NEW YORK — Say what you will about patient satisfaction – it doesn’t reflect the real quality of your care, surveys that measure it aren’t statistically valid — but it’s time emergency physicians took it seriously, according to a specialist in medical management.

“Good medical care is necessary but not sufficient for good clinical care,” said Dr. Thom A. Mayer, chairman of the emergency practice-management company BestPractices Inc. and author of guides on patient and employee satisfaction. The No. 1 reason to get customer service right is not that it’s good for the patient (although it is) and not that it’s good for market share (although it is) but because it makes physicians’ jobs easier, he said at the American College of Emergency Physicians’ Advanced Pediatric Emergency Medicine Assembly.

A critical part of offering good customer service, Dr. Mayer said, is to make sure that your emergency department staff is made up primarily of “A Team” members, rather than “B Team” grumblers.

“There are days you walk in your ED, see who’s there, and you say, ‘Bring it on.’ You have your A Team: They’re positive, they’re proactive, they know how to take care of things, they have a sense of humor.”

On other days, Dr. Mayer said, “You walk in and say, ‘Just shoot me.’ That’s when you see your B Team: They’re negative, they’re reactive, they’re confused, they’re late. These are your constant complainers. They’re always surprised by things you know are predictable.”

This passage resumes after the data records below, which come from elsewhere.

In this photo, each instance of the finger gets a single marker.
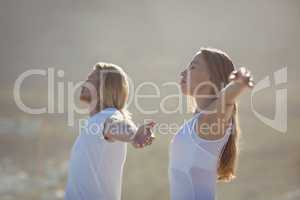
(150, 124)
(234, 72)
(232, 76)
(243, 70)
(251, 84)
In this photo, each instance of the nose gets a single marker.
(183, 73)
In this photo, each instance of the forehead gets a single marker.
(198, 59)
(93, 74)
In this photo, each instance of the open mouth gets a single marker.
(182, 81)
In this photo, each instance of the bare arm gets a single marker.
(221, 109)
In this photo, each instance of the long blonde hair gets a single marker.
(112, 87)
(220, 66)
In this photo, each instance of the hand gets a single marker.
(144, 136)
(242, 76)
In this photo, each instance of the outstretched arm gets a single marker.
(220, 110)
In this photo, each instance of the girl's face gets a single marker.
(195, 77)
(89, 87)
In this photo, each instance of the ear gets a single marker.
(85, 95)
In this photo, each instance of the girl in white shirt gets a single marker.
(99, 152)
(205, 149)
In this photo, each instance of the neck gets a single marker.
(204, 99)
(93, 108)
(202, 103)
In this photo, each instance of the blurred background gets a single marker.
(152, 41)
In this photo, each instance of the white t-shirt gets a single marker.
(193, 163)
(96, 165)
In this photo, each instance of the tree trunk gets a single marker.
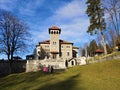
(104, 45)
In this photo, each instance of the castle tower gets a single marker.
(54, 32)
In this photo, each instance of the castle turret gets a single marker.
(54, 32)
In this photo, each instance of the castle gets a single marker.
(56, 48)
(54, 52)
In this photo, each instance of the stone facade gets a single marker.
(54, 52)
(56, 48)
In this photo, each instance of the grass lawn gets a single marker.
(98, 76)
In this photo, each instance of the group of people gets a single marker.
(48, 69)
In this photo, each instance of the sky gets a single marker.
(69, 15)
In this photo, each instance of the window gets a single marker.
(67, 46)
(61, 54)
(47, 46)
(68, 54)
(54, 43)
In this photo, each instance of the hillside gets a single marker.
(98, 76)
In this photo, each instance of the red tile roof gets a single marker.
(61, 41)
(54, 28)
(75, 47)
(99, 51)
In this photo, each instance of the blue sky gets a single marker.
(69, 15)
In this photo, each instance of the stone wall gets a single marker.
(16, 66)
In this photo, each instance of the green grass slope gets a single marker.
(97, 76)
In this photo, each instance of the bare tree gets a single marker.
(112, 8)
(13, 35)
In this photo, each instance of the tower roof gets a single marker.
(54, 28)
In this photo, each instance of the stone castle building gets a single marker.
(54, 52)
(56, 48)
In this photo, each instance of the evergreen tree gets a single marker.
(92, 47)
(97, 22)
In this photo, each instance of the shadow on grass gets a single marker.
(68, 84)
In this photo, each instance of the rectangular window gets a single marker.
(68, 54)
(67, 46)
(46, 46)
(54, 43)
(61, 54)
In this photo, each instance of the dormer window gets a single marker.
(54, 43)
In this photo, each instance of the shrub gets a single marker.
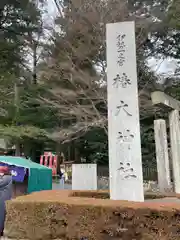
(74, 215)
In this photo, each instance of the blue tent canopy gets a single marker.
(40, 177)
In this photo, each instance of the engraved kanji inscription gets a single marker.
(126, 171)
(125, 136)
(121, 80)
(121, 49)
(122, 107)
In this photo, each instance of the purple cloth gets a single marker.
(5, 194)
(18, 173)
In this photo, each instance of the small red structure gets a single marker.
(49, 160)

Rather than just tolerating them, physicians should work with B Team staffers to improve their behavior, Dr. Mayer urged. When providing guidance to them, he said, “Be specific: ‘When you do X, it makes others feel Y. Try this other behavior instead.’ Give them an A Team mentor. If you pair them with a mentor and they still can’t get it together, it’s better to let them go.”

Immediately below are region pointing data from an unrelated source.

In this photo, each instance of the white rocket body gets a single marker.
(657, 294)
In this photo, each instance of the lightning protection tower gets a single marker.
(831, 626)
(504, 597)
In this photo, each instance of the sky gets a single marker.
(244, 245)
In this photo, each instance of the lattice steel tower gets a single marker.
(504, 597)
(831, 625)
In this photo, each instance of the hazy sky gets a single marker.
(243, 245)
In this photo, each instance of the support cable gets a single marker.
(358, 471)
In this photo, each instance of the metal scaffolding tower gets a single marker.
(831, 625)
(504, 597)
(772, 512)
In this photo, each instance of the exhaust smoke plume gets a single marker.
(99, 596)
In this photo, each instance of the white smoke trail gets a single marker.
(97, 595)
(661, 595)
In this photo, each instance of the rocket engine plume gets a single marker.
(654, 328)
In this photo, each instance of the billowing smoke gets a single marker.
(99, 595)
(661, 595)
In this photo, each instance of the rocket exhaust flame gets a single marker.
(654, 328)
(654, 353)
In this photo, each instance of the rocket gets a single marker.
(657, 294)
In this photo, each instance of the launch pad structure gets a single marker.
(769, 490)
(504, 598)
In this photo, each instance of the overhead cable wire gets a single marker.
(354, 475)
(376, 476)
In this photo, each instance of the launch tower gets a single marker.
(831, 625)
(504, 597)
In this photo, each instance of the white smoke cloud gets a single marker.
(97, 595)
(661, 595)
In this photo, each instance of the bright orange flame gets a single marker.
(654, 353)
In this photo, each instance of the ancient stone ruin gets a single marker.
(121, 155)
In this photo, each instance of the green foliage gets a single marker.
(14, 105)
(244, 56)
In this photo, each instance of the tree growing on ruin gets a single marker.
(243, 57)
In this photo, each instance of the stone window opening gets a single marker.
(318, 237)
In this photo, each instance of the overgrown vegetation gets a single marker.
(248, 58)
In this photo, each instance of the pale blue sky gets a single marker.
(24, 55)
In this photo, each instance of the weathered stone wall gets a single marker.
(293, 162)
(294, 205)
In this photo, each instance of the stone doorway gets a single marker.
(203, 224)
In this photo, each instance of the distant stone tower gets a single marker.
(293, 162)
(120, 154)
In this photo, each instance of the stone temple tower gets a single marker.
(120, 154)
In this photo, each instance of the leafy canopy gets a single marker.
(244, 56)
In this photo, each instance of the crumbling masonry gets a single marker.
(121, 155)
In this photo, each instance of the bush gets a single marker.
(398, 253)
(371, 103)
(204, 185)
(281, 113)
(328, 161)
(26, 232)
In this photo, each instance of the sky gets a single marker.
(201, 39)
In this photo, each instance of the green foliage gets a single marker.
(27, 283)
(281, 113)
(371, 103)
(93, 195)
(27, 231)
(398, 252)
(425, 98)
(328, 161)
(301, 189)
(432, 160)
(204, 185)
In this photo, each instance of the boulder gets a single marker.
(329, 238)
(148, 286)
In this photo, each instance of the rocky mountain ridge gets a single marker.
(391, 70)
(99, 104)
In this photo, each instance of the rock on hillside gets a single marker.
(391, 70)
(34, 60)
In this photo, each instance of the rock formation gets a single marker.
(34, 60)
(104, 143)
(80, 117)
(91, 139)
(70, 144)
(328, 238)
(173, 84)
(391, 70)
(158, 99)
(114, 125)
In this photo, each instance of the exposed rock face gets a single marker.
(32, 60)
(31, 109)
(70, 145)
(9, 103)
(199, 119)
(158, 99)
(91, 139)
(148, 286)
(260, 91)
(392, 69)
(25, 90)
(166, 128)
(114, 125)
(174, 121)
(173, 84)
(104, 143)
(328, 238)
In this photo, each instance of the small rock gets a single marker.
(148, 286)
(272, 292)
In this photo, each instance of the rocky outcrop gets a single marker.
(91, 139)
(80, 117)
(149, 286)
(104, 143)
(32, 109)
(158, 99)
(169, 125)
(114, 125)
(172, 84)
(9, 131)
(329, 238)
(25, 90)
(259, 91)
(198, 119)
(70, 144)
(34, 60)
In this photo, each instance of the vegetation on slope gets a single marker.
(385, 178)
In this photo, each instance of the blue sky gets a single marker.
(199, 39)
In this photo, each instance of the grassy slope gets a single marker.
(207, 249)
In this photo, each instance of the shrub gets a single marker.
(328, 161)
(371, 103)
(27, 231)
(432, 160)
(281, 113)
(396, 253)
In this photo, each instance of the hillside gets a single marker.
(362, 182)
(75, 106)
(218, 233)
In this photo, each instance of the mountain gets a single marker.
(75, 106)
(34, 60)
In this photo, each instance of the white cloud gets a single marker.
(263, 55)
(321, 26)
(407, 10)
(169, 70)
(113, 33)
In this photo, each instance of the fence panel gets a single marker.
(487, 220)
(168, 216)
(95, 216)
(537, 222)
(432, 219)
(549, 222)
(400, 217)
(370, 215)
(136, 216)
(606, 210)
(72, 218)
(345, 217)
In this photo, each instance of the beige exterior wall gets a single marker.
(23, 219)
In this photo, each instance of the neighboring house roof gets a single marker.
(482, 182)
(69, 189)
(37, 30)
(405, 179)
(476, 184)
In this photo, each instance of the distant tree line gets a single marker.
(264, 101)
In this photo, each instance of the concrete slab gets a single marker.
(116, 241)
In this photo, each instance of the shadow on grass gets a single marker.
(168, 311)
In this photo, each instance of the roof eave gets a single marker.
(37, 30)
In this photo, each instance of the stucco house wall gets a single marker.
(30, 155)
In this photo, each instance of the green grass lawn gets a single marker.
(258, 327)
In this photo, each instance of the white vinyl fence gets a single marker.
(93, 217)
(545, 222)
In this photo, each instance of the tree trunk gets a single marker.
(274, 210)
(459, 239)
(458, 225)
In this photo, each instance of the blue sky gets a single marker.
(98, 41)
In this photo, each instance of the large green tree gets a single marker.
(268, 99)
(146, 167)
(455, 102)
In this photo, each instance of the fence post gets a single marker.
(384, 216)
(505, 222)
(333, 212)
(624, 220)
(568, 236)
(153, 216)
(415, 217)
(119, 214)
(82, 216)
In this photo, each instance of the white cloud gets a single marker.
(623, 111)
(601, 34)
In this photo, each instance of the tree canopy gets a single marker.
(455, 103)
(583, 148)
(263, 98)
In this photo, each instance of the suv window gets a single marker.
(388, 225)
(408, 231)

When dealing with patients and families, he said, the three most important A Team behaviors are as follows:

  • Sitting down when talking with a patient or parent. “If you sit down, people think you were in the room seven times longer than you were,” Dr. Mayer said. “And don’t forget the importance of touch. That’s the magic healing of being a physician or nurse in the first place.”
  • Using active listening and open body language. “The most important thing you can say to a patient or parent is, ‘What’s your biggest concern?’ ” Dr. Mayer said. “After they tell you, repeat back to the person what they just said: ‘I understand you had this chest pain for about 3 weeks, but it got worse tonight. Is that about right?’ And don’t sit there with your arms crossed.”
  • Managing expectations. Finding out what the patient or parent wants, and explaining to that person at the outset what the emergency department is able to provide, will help avoid frustrations later. “Say, ‘I understand that’s your expectation, but that’s not the way it works at this ED or at any ED,’ ” Dr. Mayer explained.

When parents are upset because of perceived delays in care, he said, “Walk in and say, ‘I’m sorry, I take responsibility, we’ve had a lot of cases today.’ … They’ll be 10 times more loyal.”

For parents who seem particularly difficult, “Give them all you’ve got,” Dr. Mayer urged. “Sit down, have open body language, use active listening, and manage their expectations from the beginning.”

Good customer service doesn’t necessarily end once the patient leaves the emergency department, Dr. Mayer said. “One of the most powerful things you can do with kids you admitted to the hospital is go see them upstairs. When you take the time to do that, you’re often going to hear the kid, the mom, and the dad say, ‘Thanks for coming up. We didn’t have time to say thanks in the ED because we were so anxious.’ It really helps you understand what a difference you make in their lives.”